Challenging a (non) return order is possible in different ways:
- Starting proceeding on the basis of article 11.6-8 Brussels IIbis
- Appealing to the court of appeal
- Starting proceedings on the basis of article 8 ECHR at the European Court of Human Rights
Starting proceedings on the basis of article 11.6-8 Brussels IIbis is only possible in case of a child abduction case between two member states of Brussels IIbis. It further is only applicable in case of a non-return order on the basis of one of the reasons to refuse the return of the child notwithstanding the wrongfulness of the removal or retention of the child stated in article 13 of the Hague Convention on the Civil Aspect of International Child Abduction.
Appealing to the court of appeal is only possible in case of a decision from the first instance court. The case will be automatically dealt with at high court. Whether there will be hearings at high court again (incl. a hearing of the child) depends on the national context and which tasks the high court is considered to have.

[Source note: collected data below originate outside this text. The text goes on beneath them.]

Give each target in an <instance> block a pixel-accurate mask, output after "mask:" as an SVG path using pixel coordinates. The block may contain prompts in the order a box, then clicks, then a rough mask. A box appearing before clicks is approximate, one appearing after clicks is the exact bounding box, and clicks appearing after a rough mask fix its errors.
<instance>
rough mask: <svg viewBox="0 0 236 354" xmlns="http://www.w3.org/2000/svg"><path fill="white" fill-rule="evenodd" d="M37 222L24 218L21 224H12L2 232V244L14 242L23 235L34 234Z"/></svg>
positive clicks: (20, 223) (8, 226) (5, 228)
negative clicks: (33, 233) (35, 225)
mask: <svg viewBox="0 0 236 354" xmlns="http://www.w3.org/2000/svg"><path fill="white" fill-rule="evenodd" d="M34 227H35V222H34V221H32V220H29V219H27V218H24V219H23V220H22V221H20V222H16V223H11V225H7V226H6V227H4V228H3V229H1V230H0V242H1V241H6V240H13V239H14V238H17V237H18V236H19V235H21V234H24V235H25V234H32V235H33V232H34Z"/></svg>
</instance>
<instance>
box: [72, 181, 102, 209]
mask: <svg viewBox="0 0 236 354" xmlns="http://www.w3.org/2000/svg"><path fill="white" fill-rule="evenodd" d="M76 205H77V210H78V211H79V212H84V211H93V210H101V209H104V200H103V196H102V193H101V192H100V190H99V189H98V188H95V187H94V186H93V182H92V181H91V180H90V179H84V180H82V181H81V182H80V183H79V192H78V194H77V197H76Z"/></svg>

Mrs. Serdynska pointed out on the conference, that there must be clear regulations in the future about the appeal procedures.
Starting proceedings with the European Court of Human Rights is only possible if all national legal remedies have been taken. Like illustrated in the first exercise of this module, Article 8 of the European Human Rights Convention can be considered, if fundamental principles of the Human Rights Convention has been not met by the proceedings.